Die schnellere Gehirnantwort fehlte jedoch bei den Feten, die über den Mutterkuchen (Plazenta) mangelhaft versorgt waren. »Dies zeigt, dass eine Minderversorgung der Schwangeren sich vermutlich stark auf die kindliche Entwicklung auswirkt«, folgerte der Experte.

Baby-Gehirn braucht Fettsäuren

Zu den wichtigen Nährstoffen in der Schwangerschaft zählen ungesättigte Fettsäuren, speziell Omega-3-Fettsäuren wie Docosahexaensäure (DHA). Fetter Seefisch enthält reichlich ungesättigte Omega-3-Fettsäuren. Schon vor rund 20 Jahren wiesen Forscher in Studien in Dänemark und auf den Faröer-Inseln nach, dass Frauen, die viel Seefisch aßen, eine etwas längere Schwangerschaft und weniger Frühgeburten hatten und schwerere Babys zur Welt brachten. 2006 kam eine große Untersuchung zu ähnlichen Ergebnissen.

»Das Gehirn ist ein fettes Organ; mehr als ein Fünftel der Fettmasse besteht aus DHA«, erklärte Professor Dr. Berthold Koletzko vom Dr. von Haunerschen Kinderspital in München. Im letzten Schwangerschaftsdrittel und in den ersten beiden Lebensjahren speichern Gehirn und Nervengewebe des Kindes besonders viel DHA. Während der Schwangerschaft erhält der Fetus die Fettsäuren über die Plazenta aus dem mütterlichen Blut, ein gestilltes Baby über die Muttermilch.

Bei Säuglingen, die gut mit DHA versorgt waren, hätten sich Sehschärfe und räumliches Sehen besser entwickelt, berichtete der Kinderarzt. Nach einer Anfang 2007 veröffentlichten Studie waren diejenigen Kinder sogar noch bis zum 8. Lebensjahr ihren Altersgenossen einen Schritt voraus, deren Mütter in der Schwangerschaft reichlich Fisch aßen.

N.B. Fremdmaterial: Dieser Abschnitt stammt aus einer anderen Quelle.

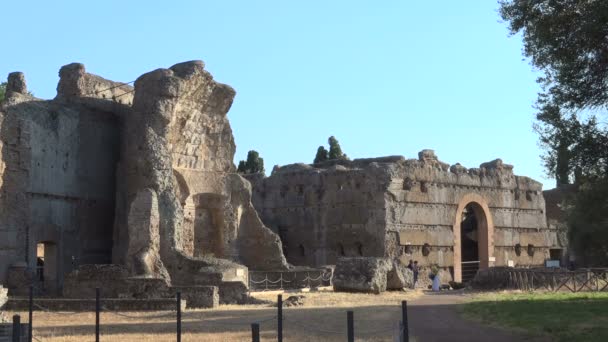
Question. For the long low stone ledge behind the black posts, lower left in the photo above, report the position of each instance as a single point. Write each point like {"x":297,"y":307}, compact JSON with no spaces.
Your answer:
{"x":164,"y":304}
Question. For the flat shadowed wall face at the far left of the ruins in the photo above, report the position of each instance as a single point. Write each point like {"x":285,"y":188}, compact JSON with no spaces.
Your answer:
{"x":55,"y":192}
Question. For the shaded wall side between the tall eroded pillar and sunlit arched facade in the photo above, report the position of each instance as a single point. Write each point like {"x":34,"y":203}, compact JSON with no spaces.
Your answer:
{"x":325,"y":212}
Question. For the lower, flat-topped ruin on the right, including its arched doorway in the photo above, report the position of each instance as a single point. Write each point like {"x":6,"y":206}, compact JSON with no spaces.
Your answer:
{"x":407,"y":209}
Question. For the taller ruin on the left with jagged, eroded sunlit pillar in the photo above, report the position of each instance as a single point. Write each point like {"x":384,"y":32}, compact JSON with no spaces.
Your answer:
{"x":138,"y":177}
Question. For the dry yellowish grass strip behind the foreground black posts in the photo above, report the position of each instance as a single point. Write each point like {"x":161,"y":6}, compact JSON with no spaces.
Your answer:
{"x":321,"y":318}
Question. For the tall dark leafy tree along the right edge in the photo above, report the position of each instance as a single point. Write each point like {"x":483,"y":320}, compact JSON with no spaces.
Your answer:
{"x":566,"y":41}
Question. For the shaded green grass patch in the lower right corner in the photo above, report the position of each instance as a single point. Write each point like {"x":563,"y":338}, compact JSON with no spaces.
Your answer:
{"x":562,"y":316}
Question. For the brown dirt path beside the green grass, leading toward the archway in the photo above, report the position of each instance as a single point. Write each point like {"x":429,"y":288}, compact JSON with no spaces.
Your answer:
{"x":434,"y":317}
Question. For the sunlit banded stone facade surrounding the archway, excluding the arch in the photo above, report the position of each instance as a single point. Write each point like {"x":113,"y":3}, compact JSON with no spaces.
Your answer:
{"x":423,"y":199}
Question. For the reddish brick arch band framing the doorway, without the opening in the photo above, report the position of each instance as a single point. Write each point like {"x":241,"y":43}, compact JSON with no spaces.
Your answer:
{"x":485,"y":232}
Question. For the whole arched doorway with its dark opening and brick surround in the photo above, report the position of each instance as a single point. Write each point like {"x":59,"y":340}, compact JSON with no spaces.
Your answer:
{"x":473,"y":243}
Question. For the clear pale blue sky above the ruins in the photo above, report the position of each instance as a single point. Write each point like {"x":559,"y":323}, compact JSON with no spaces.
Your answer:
{"x":384,"y":77}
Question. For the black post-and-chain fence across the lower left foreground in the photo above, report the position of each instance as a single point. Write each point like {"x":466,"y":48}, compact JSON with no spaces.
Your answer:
{"x":23,"y":332}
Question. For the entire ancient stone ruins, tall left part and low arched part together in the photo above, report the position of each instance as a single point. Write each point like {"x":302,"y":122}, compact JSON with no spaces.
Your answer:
{"x":133,"y":189}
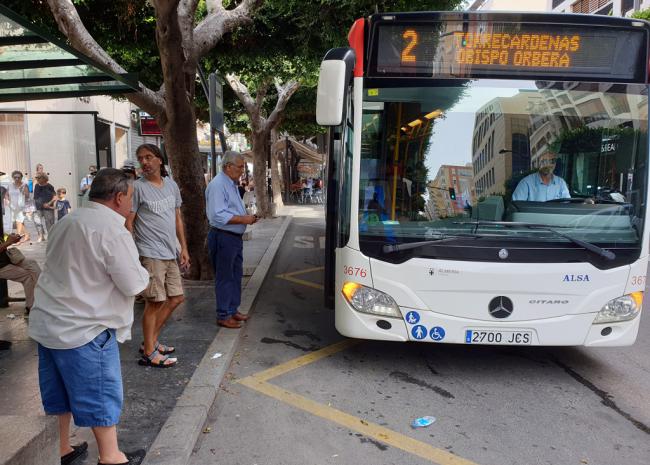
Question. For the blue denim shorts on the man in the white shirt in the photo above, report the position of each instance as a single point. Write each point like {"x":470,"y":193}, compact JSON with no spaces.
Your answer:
{"x":86,"y":381}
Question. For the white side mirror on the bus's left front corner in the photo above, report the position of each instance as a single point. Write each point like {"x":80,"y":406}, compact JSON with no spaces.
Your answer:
{"x":334,"y":77}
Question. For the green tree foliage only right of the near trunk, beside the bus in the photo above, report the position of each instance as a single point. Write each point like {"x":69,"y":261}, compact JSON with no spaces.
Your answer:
{"x":288,"y":39}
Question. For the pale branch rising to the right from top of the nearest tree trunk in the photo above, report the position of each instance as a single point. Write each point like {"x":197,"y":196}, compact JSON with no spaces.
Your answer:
{"x":219,"y":22}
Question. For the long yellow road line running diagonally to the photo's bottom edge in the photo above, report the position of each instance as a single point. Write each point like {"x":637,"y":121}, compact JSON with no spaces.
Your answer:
{"x":366,"y":428}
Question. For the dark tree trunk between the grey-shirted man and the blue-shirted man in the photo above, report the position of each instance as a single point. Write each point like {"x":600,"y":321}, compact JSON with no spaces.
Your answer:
{"x":182,"y":149}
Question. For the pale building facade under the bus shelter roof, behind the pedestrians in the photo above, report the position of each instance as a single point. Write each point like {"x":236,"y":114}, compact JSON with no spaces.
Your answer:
{"x":66,"y":136}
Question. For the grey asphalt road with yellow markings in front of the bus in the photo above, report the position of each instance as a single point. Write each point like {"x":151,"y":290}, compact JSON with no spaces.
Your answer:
{"x":493,"y":405}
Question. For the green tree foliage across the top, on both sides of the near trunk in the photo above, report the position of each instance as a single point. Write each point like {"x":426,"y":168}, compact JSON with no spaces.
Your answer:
{"x":287,"y":39}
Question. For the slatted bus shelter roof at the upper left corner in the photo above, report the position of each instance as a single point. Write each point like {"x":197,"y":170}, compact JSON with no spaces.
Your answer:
{"x":35,"y":65}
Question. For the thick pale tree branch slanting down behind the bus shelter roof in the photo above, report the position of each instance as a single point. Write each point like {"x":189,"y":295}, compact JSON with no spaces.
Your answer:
{"x":70,"y":24}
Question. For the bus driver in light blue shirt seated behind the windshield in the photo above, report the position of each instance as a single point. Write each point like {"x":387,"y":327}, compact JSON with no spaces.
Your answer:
{"x":543,"y":185}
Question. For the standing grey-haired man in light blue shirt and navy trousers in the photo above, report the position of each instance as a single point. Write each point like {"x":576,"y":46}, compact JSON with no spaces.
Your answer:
{"x":228,"y":220}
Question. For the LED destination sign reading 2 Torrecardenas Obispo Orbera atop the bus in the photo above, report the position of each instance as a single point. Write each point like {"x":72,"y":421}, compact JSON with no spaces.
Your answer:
{"x":513,"y":50}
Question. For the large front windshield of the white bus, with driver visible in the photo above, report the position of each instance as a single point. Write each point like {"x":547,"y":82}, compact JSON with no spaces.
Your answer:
{"x":490,"y":158}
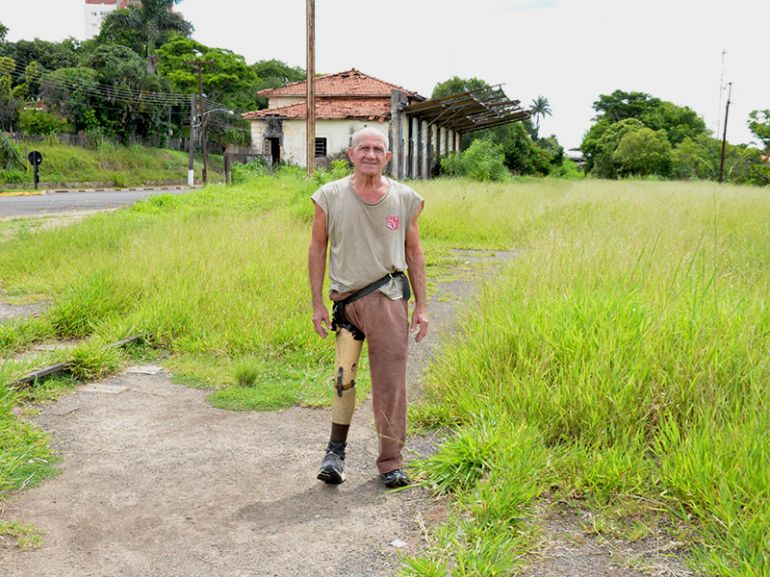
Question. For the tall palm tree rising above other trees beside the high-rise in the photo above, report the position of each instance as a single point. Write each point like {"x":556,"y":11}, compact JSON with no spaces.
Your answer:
{"x":145,"y":28}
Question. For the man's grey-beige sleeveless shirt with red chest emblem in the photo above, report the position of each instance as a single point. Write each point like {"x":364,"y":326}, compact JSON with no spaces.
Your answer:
{"x":366,"y":240}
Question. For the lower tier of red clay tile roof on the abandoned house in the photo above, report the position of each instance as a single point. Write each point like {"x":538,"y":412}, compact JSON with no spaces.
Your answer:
{"x":326,"y":109}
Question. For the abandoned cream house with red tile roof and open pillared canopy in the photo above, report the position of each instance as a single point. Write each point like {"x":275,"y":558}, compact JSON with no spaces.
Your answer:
{"x":420,"y":130}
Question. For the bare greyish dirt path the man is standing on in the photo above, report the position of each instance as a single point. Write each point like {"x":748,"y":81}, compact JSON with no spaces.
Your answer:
{"x":157,"y":483}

»Schwangere und Stillende brauchen mindestens 200 mg DHA pro Tag«, zitierte Koletzko eine internationale Empfehlung. Diesen Bedarf können die Frauen decken, wenn sie ein- bis zweimal pro Woche fetten Seefisch essen, zum Beispiel Hering, Makrele oder Lachs.

Raubtiere wie Schwert- oder Thunfisch sowie Ostsee-Fische sind weniger geeignet, da sie stark mit Methylquecksilber und Dioxinen belastet sind. Für Frauen, die keinen Fisch mögen, bieten sich Fischöl-Kapseln als Alternative an.

Folsäure auch nach der Geburt

Wie wichtig Folsäure für die kindliche Entwicklung ist, ist ebenfalls schon lange bekannt. Eine gute Folatversorgung der Mutter in den Wochen vor und nach der Empfängnis kann das Risiko für Neuralrohrdefekte beim Kind erheblich senken. Inzwischen weiß man, dass der Bedarf während der gesamten Schwangerschaft und Stillzeit deutlich erhöht ist. Schwangere und stillende Frauen sollen täglich 600 µg Folatäquivalente (Nahrungsfolat) zu sich nehmen, für alle anderen werden 400 µg empfohlen.

Tatsächlich liege die mittlere tägliche Zufuhr nur bei etwa 220 µg, sagte Professor Dr. Klaus Pietrzik vom Institut für Ernährungswissenschaften der Universität Bonn. Das kann gefährlich werden: Studien haben gezeigt, dass ein niedriger Folatstatus der Frau das Risiko für Schwangerschaftskomplikationen und Frühgeburten erhöht.

Doch Folsäure ist nicht gleich Folat. Die Nahrung enthält verschiedene Folatverbindungen. Etwa die Hälfte der so genannten Nahrungsfolate näme der Körper auf und wandle sie mithilfe von Enzymen in die Wirkform 5-Methyl-Tetrahydrofolat (5-MTHF) um, erklärte der Ernährungswissenschaftler. Bei rund 10 Prozent der Bevölkerung ist das Hauptenzym MTHF-Reduktase jedoch genetisch verändert. Diese Menschen können daher Folsäure nicht ausreichend verstoffwechseln, und ein Folatmangel kann entstehen.

Im Gegensatz zum Nahrungsfolat sind Folsäure und die natürliche Wirkform 5-MTHF nahezu komplett bioverfügbar. Beide Substanzen können synthetisch hergestellt werden.

Um Versorgungslücken zu decken, sollten Schwangere und Stillende sich folatreich ernähren und täglich zusätzlich Supplemente einnehmen, empfahl Pietrzik. Er riet zum »gemischten Doppel« aus 200 µg Folsäure und äquimolaren Mengen 5-MTHF (Ca-L-Methylfolat). Letzteres nütze auch Frauen, die Nahrungsfolate und Folsäure nicht ausreichend verstoffwechseln können.